Le Stade Toulousain s’apprête à affronter un défi de taille en quart de finale de Champions Cup : un déplacement à Mayol pour y défier le Rugby Club Toulonnais. Au-delà de l’intensité de cette rencontre franco-française, c’est la charge émotionnelle et l’ambiance si particulière du stade varois qui inquiètent Ugo Mola. L’entraîneur toulousain en appelle à la vigilance : ses hommes ne sont, selon lui, pas encore prêts à affronter ce qui les attend dans l’antre toulonnaise.
Toulon en pleine ascension, Toulouse averti
Le RCT semble avoir retrouvé de sa superbe ces dernières semaines. Emmenés par le duo Pierre Mignoni – Franck Azéma, les Varois ont redonné une âme à une équipe longtemps en quête d’identité depuis ses années fastes. Résultat : un jeu plus fluide, un mental retrouvé, et un alignement stratégique confirmé par une solide phase de poules en Champions Cup. Mayol est prêt à rugir comme aux grands soirs.
Face à ce renouveau, le Stade Toulousain – malgré son armada de talents – devra composer avec une donnée que Mola n’a pas négligée : l’expérience du contexte. « Je pense qu’ils ne sont pas encore totalement prêts à ce qu’ils vont vivre dimanche après-midi à Mayol », a-t-il alerté en conférence de presse (source : conférence de presse Stade Toulousain, 3 avril 2024).
Le technicien rouge et noir fait ici référence à une possible fracture générationnelle. Plusieurs jeunes talents toulousains (Mallia, Lebel, Capuozzo, Meafou) n’ont encore jamais connu la ferveur du public toulonnais dans un match à élimination directe. L’entraîneur le dit sans détour : jouer à Mayol, c’est un « chemin initiatique ».
La dimension mentale : clé de voûte de ce quart
Ugo Mola le sait : ce quart de finale n’est pas seulement une opposition de systèmes ou de talents. C’est une guerre mentale. Et c’est là que le bât blesse potentiellement côté toulousain. La dernière fois que Toulouse a foulé la pelouse de Mayol remonte à plus de deux saisons, dans un contexte sans enjeu. Cette fois, c’est une place en demi-finale européenne qui est en jeu.

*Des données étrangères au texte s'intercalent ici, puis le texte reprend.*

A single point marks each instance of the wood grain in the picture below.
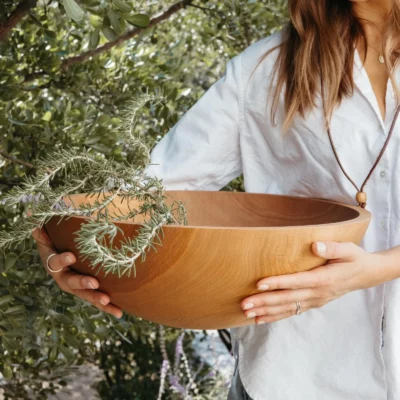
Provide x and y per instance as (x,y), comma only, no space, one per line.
(202,271)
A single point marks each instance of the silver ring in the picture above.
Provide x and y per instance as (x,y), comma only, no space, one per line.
(48,266)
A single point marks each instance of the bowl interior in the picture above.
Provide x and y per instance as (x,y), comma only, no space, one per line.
(244,210)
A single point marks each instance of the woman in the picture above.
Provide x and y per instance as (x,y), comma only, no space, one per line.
(346,342)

L’expérience du très haut niveau est incontestablement un atout pour Toulouse, quintuple champion d’Europe. Mais cette saison a montré quelques aspérités dans la dynamique toulousaine à l’extérieur, notamment lors de leur dernier déplacement européen en Ulster, où ils avaient concédé une défaite méritée (29-22). De quoi nourrir les inquiétudes de Mola et renforcer la détermination des Varois.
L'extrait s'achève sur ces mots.